Hon Nintcheu and supporters

The leading opposition party in Cameroon, the Social Democratic Front, SDF, has succeeded to squeeze out of the local administration the first-ever authorisation for the party to organise a public march in Douala.

The authorisation, which comes after over 27 years of SDF’s creation, permits the Littoral SDF to organise both a public rally and a public march, slated for Saturday, October 21, in the Douala I Municipality. The authorisation was issued on October 12 by the new DO of Douala I, Jean Marie Tchakui. The public march is for the Littoral SDF to manifest solidarity with the population of the Northwest and Southwest Regions in the face of the Anglophone Crisis.
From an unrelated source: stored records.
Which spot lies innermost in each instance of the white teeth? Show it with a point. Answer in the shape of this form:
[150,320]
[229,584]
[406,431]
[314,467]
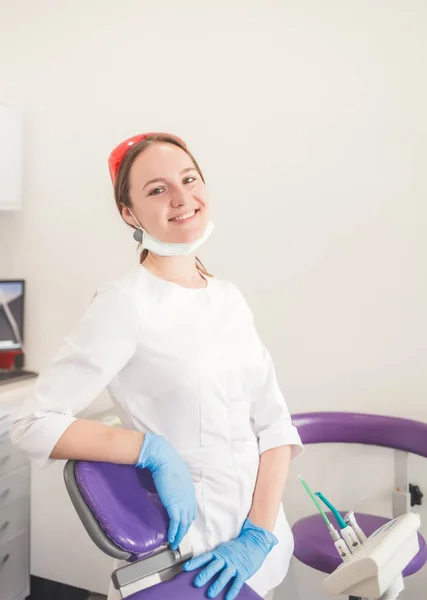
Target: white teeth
[186,216]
However, it is the same Tchakui who, as of DO Douala V, banned a similar rally and public march which the Littoral SDF scheduled for Bepanda Quarter a few months ago – on March 4. The DO, in typical manner of the local administrators in Douala, claimed that the SDF march posed a threat to public peace and order, and militarised the entire Douala V Municipality from Friday, March 3 to Monday, March 6, as a precautionary measure. The local administration did this even after the Littoral SDF Chairman had signed a communiqué on March 3 announcing the postponement of the rally.

The authorisation that has been signed by DO Tchakui is being described by officials of the Littoral SDF as historic, because, it is unprecedented in Douala. And apparently for the first time ever too, Hon Nintcheu, who has been the Littoral SDF Chairman for over 10 years, has congratulated a DO, for having mustered the courage to issue an authorisation to the SDF to organise the October 21 public march.

Stormy Working Sessions

However, the DO did not issue the authorisation to the SDF without attempting to put up some resistance. Nintcheu disclosed to The Post on October 13 that he and some of his close collaborators met DO Tchakui twice on the issue of the rally and public march for October 21. He said the meetings were really stormy as the DO said he was willing to grant an authorisation to the SDF to hold only a rally, not for a public march.
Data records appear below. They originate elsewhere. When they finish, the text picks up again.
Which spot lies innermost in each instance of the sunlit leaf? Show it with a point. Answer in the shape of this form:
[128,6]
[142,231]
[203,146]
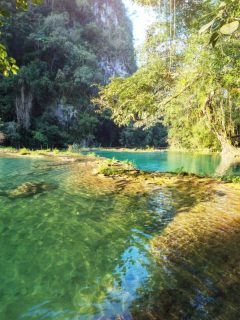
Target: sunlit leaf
[206,27]
[229,28]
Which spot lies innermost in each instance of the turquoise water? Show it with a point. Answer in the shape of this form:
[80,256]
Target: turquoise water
[170,161]
[71,250]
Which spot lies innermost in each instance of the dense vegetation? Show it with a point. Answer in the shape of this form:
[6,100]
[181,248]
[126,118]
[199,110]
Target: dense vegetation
[189,79]
[61,50]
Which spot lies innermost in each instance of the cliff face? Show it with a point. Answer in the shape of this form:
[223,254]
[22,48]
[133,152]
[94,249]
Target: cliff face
[63,48]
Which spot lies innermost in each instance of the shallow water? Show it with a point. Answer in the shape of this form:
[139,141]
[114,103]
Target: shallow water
[76,251]
[202,164]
But Hon Nintcheu said the DO visibly found him in very difficult situation, because the Littoral CPDM, under its Regional Coordinator, Laurent Esso, who is also Minister of Justice, had, on Sunday, October 1, organised a rally at the Party House at Bonanjo, Douala I, which was followed by a public march. The march was purported to show solidarity with the population of the Northwest and Southwest Regions.

It was after that CPDM event that the Littoral SDF Chairman announced that the party will organise a similar event, hoping that the local administration would authorise the SDF event to hold, just as they did with that of the CPDM.
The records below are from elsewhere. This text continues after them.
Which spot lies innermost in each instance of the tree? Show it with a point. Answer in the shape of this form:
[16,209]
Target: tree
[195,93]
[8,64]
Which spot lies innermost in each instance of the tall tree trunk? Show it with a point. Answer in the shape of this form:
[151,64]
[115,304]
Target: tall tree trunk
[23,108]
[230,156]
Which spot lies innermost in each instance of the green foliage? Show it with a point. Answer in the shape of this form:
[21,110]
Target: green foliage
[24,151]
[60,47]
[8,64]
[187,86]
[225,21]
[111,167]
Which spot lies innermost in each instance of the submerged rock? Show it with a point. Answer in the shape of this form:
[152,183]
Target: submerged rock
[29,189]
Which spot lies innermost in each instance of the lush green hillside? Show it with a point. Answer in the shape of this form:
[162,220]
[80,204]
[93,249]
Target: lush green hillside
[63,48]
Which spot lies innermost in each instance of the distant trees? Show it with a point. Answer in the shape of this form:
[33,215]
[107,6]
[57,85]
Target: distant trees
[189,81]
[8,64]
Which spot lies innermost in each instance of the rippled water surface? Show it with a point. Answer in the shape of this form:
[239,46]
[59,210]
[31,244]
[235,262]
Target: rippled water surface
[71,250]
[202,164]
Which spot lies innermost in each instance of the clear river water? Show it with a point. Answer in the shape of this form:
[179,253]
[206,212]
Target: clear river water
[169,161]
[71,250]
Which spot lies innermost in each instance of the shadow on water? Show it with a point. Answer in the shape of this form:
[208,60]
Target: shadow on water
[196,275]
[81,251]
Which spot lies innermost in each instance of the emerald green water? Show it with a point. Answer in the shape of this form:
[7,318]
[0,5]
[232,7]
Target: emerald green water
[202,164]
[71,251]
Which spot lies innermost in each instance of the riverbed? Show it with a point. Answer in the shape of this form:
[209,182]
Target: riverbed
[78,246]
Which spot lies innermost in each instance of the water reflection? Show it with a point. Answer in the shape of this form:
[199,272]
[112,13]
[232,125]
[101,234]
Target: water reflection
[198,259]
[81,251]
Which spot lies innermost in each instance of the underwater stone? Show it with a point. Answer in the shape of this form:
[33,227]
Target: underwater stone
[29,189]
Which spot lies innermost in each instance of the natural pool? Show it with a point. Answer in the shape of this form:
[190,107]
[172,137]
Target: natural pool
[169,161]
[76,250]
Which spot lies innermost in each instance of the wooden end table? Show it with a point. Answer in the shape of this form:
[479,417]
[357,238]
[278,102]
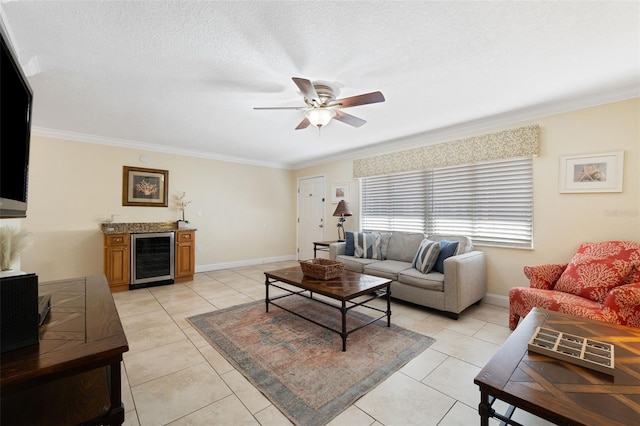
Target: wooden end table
[321,246]
[73,375]
[558,391]
[344,289]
So, the DO found himself in a tight corner when the Littoral SDF Chairman deposited the declaration to hold a public rally and a public march in Douala on October 21. During the working session with the DO, the SDF officials insisted to the DO that it was grossly unfair and unacceptable that the CPDM be authorised to organise an event in Douala, while the SDF is stopped from organising a similar march.

New Route For Public March

At the end of the debate, there was a sort of compromise between the two parties. The DO accepted that the SDF organise a public march, but changed the initial route that the party had chosen, to the ‘periphery’.

The SDF programme had showed that, after the rally at the esplanade of the Bepanda Omnisport Stadium, there will be a march passing through Carrefour Agip, through the main road in front of Mboppi Market, through Carrefour ‘Deux – Eglises’ (Akwa), ‘Douche Municipale’ (Akwa), part of the Ahmadou Ahidjo Boulevard to ‘Ancien Dalip’ (Akwa), and then end at ‘Salle des Fétes’ (Akwa).

The DO rejected that route on the pretext that the march will affect business activities in Mboppi and Akwa since the march will take place on a Saturday.
The DO insisted that the SDF march should end at ‘Ecole Pubique’ Deido.

SDF For Federalism

Though both the ruling CPDM and opposition SDF are talking of organising rallies and marches to show solidarity with the population of the Northwest and Southwest Regions in the Anglophone Crisis, it is the message of the SDF that resonates with the Anglophones on the issue of the form of State. The majority of Anglophones are for a federal system of government.

But while the SDF is for a federal system of government, the CPDM is for decentralisation and the CPDM Government has persistently continued with a centralised system of government. The Head of State, Paul Biya, who is also the National President of the CPDM, has declared that even discussion on the form of State is out of the question.

Apparently, the SDF rally which was scheduled for March 4 in Douala was banned because Hon Nintcheu declared that the party was to sensitise the Francophone population on what federalism is all about, and why federalism is a good form of governance.

Anglophone Problem

While the SDF minces no words that there is an Anglophone Problem, the CPDM’s position is not very clear as party elite seem divided on the issue. The Littoral CPDM Coordinator, Laurent Esso, again declared at the October I CPDM rally in Douala that there is no Anglophone Problem. However another Littoral CPDM elite and member of the Central Committee, Prof Messanga Nyamding (a university don) openly disagreed with Esso right there, insisting that there is an Anglophone Problem in Cameroon.